Boris Johnson has said he was caught by surprise by the scale of US president Joe Biden’s new commitment to a climate finance fund for developing countries.
Speaking during his visit to Washington, Mr Johnson said he could now upgrade his “six out of 10” assessment of the chances of success at the COP26 climate emergency summit he is hosting in Glasgow in November.
The prime minister was delighted by Mr Biden’s announcement at the United Nations on Tuesday that he would double the USA’s $5.6bn annual contribution to helping poorer nations develop low-carbon energy sources and adapt to rising temperatures.
The move left Mr Johnson $15bn short of hitting the fund’s $100bn-a-year (£73bn) target by the time of the crucial COP summit, when he hopes to build on the Paris Accord of 2015 with emission-cutting commitments which could hold global warming to 1.5 degrees above industrial levels.

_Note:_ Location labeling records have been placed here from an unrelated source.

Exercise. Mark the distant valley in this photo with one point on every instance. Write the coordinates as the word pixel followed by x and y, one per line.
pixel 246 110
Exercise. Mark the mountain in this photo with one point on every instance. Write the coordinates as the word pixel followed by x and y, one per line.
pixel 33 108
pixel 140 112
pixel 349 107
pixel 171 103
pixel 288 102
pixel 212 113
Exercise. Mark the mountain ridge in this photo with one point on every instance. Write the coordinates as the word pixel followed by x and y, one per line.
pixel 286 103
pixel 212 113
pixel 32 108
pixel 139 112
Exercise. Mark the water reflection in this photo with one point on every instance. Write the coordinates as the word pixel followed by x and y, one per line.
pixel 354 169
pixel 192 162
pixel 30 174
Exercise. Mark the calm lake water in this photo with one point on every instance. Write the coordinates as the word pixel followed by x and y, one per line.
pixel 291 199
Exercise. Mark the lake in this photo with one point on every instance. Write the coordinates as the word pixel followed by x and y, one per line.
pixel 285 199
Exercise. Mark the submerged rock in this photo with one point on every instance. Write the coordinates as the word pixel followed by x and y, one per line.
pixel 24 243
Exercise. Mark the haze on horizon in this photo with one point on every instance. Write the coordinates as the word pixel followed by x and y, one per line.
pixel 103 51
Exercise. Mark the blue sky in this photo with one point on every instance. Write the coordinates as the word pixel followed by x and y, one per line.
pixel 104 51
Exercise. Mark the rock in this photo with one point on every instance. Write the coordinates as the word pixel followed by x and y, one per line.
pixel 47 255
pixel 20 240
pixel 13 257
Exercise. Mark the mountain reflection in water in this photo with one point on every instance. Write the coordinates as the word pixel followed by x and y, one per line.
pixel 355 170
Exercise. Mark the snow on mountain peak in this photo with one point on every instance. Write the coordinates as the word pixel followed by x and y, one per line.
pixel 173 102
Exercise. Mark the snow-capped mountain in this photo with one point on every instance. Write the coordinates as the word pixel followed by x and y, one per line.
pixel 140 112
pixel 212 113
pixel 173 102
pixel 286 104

But it raised UK hopes that Mr Biden’s action will shame other world leaders into following suit and getting the funding pledge – first agreed at Copenhagen in 2009 and due to be met by 2020 – over the line.
Mr Johnson told reporters in Washington: “Yesterday the president came through with something that really exceeded our expectations.
“I said on the plane out that we had a six in 10 chance of success on that.
“Maybe I undercooked it. They really surprised us all on the upside.”